Settling my hash

Today I ran across a nasty bug that affects several of my TextExpander URL snippets. Fixing the bug was easy—it took exactly one keystroke—but I was surprised by two things:

  1. I hadn’t run into this bug before.
  2. It was a bug at all.

The bug was in a Python script used by all my URL shortening snippets. The script is called escapeurl, and it used to look like this:

python:
1:  #!/usr/bin/python
2:  
3:  from urllib import quote
4:  from sys import argv
5:  
6:  if argv[1]:
7:  print quote(argv[1],'/:#')

The purpose of the script is to percent-encode the URL before sending it off to Metamark for shortening. The bug was having the hash character in the second argument to quote in Line 7. That argument is a string with all the non-alphanumeric characters that aren’t to be encoded.

Metamark apparently wants that hash encoded. Changing Line 7 to

python:
7:  print quote(argv[1],'/:')

fixed the problem.

I ran into the bug when shortening a Twitter URL. Some time ago—possibly with the rollout of “New Twitter”—Twitter changed the URLs of individual tweets from this format

http://twitter.com/drdrang/status/32691848535351296

to this format

http://twitter.com/#!/drdrang/status/32691848535351296

The addition of the #! part is in keeping with Google’s recommendations for making Ajax pages “crawlable.” I first noticed this after forking the blackbirdpy repository; Jeff Miller’s original, written before Twitter changed the format, didn’t allow for the #! part in the URL, and I had to change a regex to get it to work.

I suppose the reason this bug hadn’t bitten me before today was that I hadn’t shortened any Twitter URLs since the format change.

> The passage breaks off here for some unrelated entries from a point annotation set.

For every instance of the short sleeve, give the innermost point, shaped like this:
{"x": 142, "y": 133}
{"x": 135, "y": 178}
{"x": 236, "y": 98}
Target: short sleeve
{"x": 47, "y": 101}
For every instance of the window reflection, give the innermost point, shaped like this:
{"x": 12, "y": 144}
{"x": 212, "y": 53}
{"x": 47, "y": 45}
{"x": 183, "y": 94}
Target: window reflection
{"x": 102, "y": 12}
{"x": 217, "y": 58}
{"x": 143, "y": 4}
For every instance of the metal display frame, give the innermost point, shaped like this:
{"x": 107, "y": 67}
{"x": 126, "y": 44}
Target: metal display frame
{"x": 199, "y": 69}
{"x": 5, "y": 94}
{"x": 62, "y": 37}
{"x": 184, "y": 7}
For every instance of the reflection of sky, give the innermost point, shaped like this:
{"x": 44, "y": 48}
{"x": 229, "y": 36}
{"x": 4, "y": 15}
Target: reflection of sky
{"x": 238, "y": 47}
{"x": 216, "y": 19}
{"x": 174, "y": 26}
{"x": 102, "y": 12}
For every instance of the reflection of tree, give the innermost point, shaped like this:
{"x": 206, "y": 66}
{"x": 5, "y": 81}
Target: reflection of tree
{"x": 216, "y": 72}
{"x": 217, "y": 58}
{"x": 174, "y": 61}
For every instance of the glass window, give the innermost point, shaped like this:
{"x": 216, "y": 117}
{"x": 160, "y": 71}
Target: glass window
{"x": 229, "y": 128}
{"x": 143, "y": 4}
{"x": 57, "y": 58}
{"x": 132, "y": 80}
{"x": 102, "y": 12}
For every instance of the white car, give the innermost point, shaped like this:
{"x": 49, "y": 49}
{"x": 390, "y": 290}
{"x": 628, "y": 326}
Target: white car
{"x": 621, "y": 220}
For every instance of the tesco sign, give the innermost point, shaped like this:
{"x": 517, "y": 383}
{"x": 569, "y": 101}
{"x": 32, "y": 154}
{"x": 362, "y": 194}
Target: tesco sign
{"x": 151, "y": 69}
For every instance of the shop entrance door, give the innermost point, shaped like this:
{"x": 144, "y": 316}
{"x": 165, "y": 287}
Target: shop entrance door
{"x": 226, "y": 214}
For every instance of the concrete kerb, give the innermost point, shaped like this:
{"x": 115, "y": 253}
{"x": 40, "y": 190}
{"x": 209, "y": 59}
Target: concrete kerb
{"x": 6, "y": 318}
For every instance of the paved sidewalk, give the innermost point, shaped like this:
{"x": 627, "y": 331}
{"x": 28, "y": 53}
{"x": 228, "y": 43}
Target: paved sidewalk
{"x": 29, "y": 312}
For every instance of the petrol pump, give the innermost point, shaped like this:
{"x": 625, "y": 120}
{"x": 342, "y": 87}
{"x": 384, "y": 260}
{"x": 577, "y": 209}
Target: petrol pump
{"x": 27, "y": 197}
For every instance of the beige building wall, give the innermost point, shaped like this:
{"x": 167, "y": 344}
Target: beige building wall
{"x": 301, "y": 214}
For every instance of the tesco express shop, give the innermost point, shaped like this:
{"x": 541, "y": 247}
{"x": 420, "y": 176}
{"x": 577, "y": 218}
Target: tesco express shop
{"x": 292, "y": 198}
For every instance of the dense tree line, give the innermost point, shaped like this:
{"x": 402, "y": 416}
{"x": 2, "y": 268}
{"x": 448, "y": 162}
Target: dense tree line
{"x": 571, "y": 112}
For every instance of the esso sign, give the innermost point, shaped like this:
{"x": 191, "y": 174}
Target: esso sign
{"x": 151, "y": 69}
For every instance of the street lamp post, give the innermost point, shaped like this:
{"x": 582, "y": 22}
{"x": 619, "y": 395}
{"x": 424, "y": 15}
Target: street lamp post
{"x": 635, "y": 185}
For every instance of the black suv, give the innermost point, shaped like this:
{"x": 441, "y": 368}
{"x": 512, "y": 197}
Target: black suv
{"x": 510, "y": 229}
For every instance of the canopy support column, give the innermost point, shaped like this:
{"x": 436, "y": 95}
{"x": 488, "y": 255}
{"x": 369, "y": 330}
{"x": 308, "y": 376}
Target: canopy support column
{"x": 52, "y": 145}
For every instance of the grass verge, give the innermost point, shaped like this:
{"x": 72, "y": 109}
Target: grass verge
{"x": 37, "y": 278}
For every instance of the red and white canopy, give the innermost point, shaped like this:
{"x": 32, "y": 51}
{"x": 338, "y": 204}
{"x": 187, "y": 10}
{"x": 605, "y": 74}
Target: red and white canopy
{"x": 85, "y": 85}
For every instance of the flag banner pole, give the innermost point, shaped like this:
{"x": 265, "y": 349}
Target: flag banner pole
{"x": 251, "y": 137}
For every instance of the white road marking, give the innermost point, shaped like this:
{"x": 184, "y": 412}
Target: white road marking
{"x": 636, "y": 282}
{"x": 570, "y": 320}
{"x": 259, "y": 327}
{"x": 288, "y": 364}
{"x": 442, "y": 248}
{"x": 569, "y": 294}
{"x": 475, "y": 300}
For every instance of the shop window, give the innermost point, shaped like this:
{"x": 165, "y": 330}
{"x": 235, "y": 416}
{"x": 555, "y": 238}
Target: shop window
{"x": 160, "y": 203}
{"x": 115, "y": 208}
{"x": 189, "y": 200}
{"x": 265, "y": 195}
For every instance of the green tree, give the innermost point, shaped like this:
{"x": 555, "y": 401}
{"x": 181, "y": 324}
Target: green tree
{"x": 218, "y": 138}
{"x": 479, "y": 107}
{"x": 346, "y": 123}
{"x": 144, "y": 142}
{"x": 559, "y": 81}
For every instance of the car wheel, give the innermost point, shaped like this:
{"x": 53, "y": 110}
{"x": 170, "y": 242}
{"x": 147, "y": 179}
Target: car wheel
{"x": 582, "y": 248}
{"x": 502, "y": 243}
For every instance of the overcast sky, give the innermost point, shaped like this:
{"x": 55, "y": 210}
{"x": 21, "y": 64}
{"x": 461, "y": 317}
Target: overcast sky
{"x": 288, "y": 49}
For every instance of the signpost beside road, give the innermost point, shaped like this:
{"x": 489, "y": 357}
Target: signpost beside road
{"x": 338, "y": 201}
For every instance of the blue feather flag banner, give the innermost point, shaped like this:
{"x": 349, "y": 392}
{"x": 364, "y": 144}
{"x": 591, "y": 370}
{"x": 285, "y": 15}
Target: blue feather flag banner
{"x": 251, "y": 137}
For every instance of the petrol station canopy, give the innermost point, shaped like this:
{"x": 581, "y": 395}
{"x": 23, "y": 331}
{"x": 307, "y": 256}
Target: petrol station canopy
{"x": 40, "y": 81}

As to why it’s a bug, I’m still not sure. Hashes are perfectly acceptable characters in URLs and shouldn’t need to be encoded; that’s why I put them in the “exclusion” string passed to quote. But I guess Metamark thinks otherwise. When you give its REST API a URL with an unencoded hash, it considers only the portion before the hash. This is tricky behavior because a shortened URL is returned—it just doesn’t point to the address you gave it. For a Twitter URL, the shortened version ends up pointing to the main Twitter page.

The Metamark service is run by the folks at perl.org, so it’s not surprising that it uses the Perl philosophy of “don’t complain, do something.” In this particular case, though, the something is not what you want. A little Python pedantry would have let me know about this bug earlier.

Anyway, the bug is fixed now, and I can shorten Twitter URLs to my heart’s content.